It's a lesson South Carolina coach Steve Spurrier learned the hard way a long, long time ago as the Florida coach: Be careful what you say when you're out on the spring speaking tour because your words may come back to haunt you. Or at least make you the most notorious coach in your conference.
The booster circuit is a staple among America's college football coaches, a chance to travel the area, meet-and-greet — and sometimes take shots at your archrival.
But in today's society, cell phones and video cameras are more prevalent than ever, increasing the chance something that's said will get carried beyond the hotel ballroom. And lately some SEC coaches have found themselves mired in controversy over public comments they've made that have spread like wildfire in newspapers, on TV, over the Internet and via social media.
It has coaches giving serious thought to what they say — and how — when in public.
"I think it's sad you can't go to your Bulldog clubs or whatever clubs and just have a little fun," Georgia coach Mark Richt said during this week's SEC spring meetings. "I think a lot of things are said just trying to have a little fun and get everybody to have a good laugh. People come and pay to see it. They come to see their coaches, and they are all true-blue Bulldogs or whatever contingent they are with, and if you can't say anything about anybody else without it becoming a big issue, it becomes less fun. But obviously, I'm guarding my words today. That's kind of what you get used to doing. You have to."
Florida offensive line coach Tim Davis got a harsh lesson in off-the-cuff remarks when he filled in for UF coach Will Muschamp at the Brevard County Booster Club Gator Gathering last month.
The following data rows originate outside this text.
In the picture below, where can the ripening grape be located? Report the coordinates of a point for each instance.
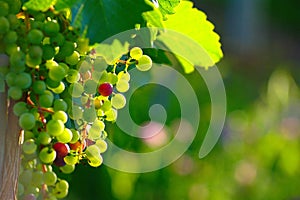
(4, 8)
(90, 87)
(136, 53)
(67, 169)
(27, 121)
(4, 25)
(49, 178)
(47, 155)
(73, 76)
(66, 136)
(60, 115)
(89, 114)
(144, 63)
(44, 138)
(118, 101)
(122, 85)
(105, 89)
(20, 108)
(73, 59)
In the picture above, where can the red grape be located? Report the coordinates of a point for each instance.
(105, 89)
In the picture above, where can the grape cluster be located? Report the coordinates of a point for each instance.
(63, 93)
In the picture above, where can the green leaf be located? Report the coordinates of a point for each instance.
(111, 52)
(39, 5)
(193, 23)
(63, 4)
(166, 7)
(105, 18)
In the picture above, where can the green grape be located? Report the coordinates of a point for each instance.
(23, 80)
(13, 21)
(39, 87)
(10, 79)
(17, 61)
(66, 136)
(90, 87)
(144, 63)
(73, 59)
(65, 66)
(106, 105)
(60, 115)
(4, 8)
(111, 115)
(35, 36)
(83, 45)
(71, 159)
(27, 121)
(100, 64)
(44, 138)
(47, 155)
(60, 104)
(75, 136)
(25, 177)
(50, 178)
(112, 78)
(122, 85)
(118, 101)
(35, 51)
(76, 90)
(124, 76)
(102, 145)
(136, 53)
(51, 28)
(62, 185)
(15, 92)
(4, 25)
(57, 40)
(60, 89)
(84, 66)
(20, 108)
(29, 146)
(60, 194)
(67, 169)
(75, 112)
(48, 52)
(46, 99)
(10, 37)
(37, 178)
(57, 73)
(89, 114)
(73, 76)
(95, 161)
(55, 127)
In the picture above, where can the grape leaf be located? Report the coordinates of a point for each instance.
(111, 52)
(39, 5)
(105, 18)
(63, 4)
(193, 23)
(166, 7)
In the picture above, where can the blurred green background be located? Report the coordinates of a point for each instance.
(258, 154)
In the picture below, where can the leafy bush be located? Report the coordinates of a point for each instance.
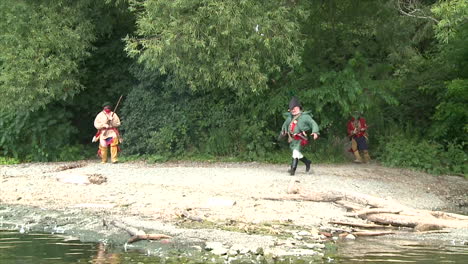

Davis and Muschamp are former assistants under Alabama coach Nick Saban, and Davis referred to Saban as "the devil himself." Muschamp and UF athletic director Jeremy Foley called Saban to apologize.
"I was very disappointed with what Tim said," Muschamp said Wednesday. "I don't think it's reflective of his true opinion of Nick and the opportunities that Nick gave him at Miami and at Alabama. I've talked to Nick about the subject, and Tim, and we've moved forward."
About four months earlier, Vanderbilt coach James Franklin referred to Saban as "Nicky Satan" during a high school sports banquet. Franklin later apologized, saying it was just a joke.
First-year Arkansas coach Bret Bielema, a former Wisconsin coach, said this week he believes the SEC's success makes it tougher on coaches because the national spotlight shines so brightly on the league. He got himself in the hot seat in March — at an Arkansas booster fish fry. Bielema told the Razorback faithful he had come to "beat Alabama," then added, "You can take Saban's record when he was at Michigan State and when he was a coach in the Big Ten and put it against mine, and he can't compare."
"I think it is (the nature of the beast in the SEC)," Bielema said. "You've probably seen several things since then that have blown way up. Believe me, I'm on guard all the time, I realize in today's world anybody can say anything at any given time and report it, and any blogger can say anything and anybody can get credentials. But that was a Q&A with about 500 people in a high school gym. … I totally had fun with it. It was a joke. But no more jokes, I can't be entertaining. It was a great teaching point for me and our coaches."
Back in the day, Spurrier was notorious for some of his speaking tour comments. Most famous: referring to FSU as "Free Shoes U" during an NCAA investigation; and "You can't spell Citrus (Bowl) without UT" after Tennessee made numerous postseason trips to the Citrus Bowl. He has mellowed of late and said this week that despite the abundance of technology in today's world, it doesn't necessarily mean you can't get loose from time to time. You just have to be careful. Spurrier said one of his best lines at booster tours now is referring to North Carolina as "the favorite school of (Clemson coach) Dabo Swinney."
"I think you can joke around a little bit," Spurrier said. "At one time, Dabo said, 'The real Carolina (is) North Carolina,' with their tradition in basketball and so forth. That's his favorite Carolina, North Carolina, so I say that. I don't know if that's going to be funny or what. No big deal. Dabo's starting to laugh about it now."
For LSU coach Les Miles, the desire to back it down is tempting, but he said he just can't manage to give in to it. At least not yet.
"You have to realize that there's never any time where you're not in front of the media," Miles said. "It just doesn't happen. But it hasn't (altered his behavior) much. I wish it had more, to be honest."